Animal Activities #37
Miko was not an ordinary goat. Miko tended to walk to the very end of the wooden fence and look at the horizon, as his rest of his herd were content in his pasture, with grass on the hill side farm. Something beyond pasture and barns in the look of his eyes which had an agitated gleam.
One morning as the farmer was repairing a leaky trough Miko was looking at a loose plank. He glided over without second thinking and entered a world of the scent of wet earth, wildflowers and liberty. His feet were clicking along the unclean road and so he started his journey.

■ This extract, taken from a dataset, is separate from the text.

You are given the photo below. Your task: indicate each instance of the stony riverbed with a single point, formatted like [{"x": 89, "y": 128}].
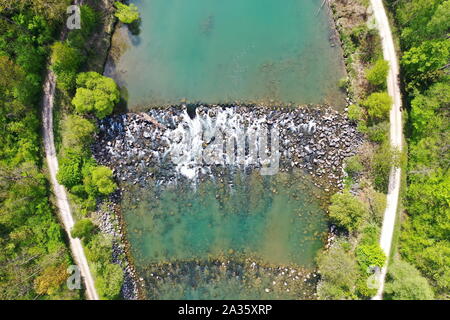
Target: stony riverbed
[{"x": 314, "y": 139}]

The first was discovered by him in the orchard, above the hills. there hung tempting round, red apples in the trees. When fruit dropped down Miko sprang and shook, and laughed in his goatish way. He was fed right through to the belly, and then no more, like there was in the farm.
Day after day became night and Miko encountered things that he never saw. One of the hedgehogs told him that a defense was not always defensive in the form of horns; that some of them made their defense on their backs. Two of herons waited patiently as they stood with hers in the still waters awaiting fish. Miko was also taught by the mischievous fox who was trying to outwit him to get a snack but taught him how to think on his feet and where to make a better instinct.
But not all lessons were kind. Miko went too far one evening in the woods and was attacked by a pack of wild dogs. During the first time, he was not sure about himself. His horns that he used as a means of pushing and poking were now made into survival weapons. He struggled, fought, and ran at aching legs. A broken man learnt that liberty was not always sweet that it needed bravery.
Weeks of roaming vagrantly Miko returned to the farm. The goat herd bled with his coming, and the farmer shook his head, and told to him that this goat was a trouble maker. But Miko was a tall man and his coat was traveling and his eyes were full of untold tales. He had been in the garden and tried the sweetness, the patience of the river, and the dangers of the forest and had preserved all this in himself.
He was no longer an ordinary man despite being back within the fences of the farm he was staying at. He was the unheard of teller of the herd, and a sort of memorial living, to the fact that even a lowly goat may have horizons and that he may restore wisdom to the tongue of experience.
and whenever he stood on the side of the fence and looked off to the horizon it was not with the longing he looked back towards the path of his journey but with gratitude.
Thanks for reading my post I'm inviting @bela90 @abdullahw2 and @jyoti-thelight.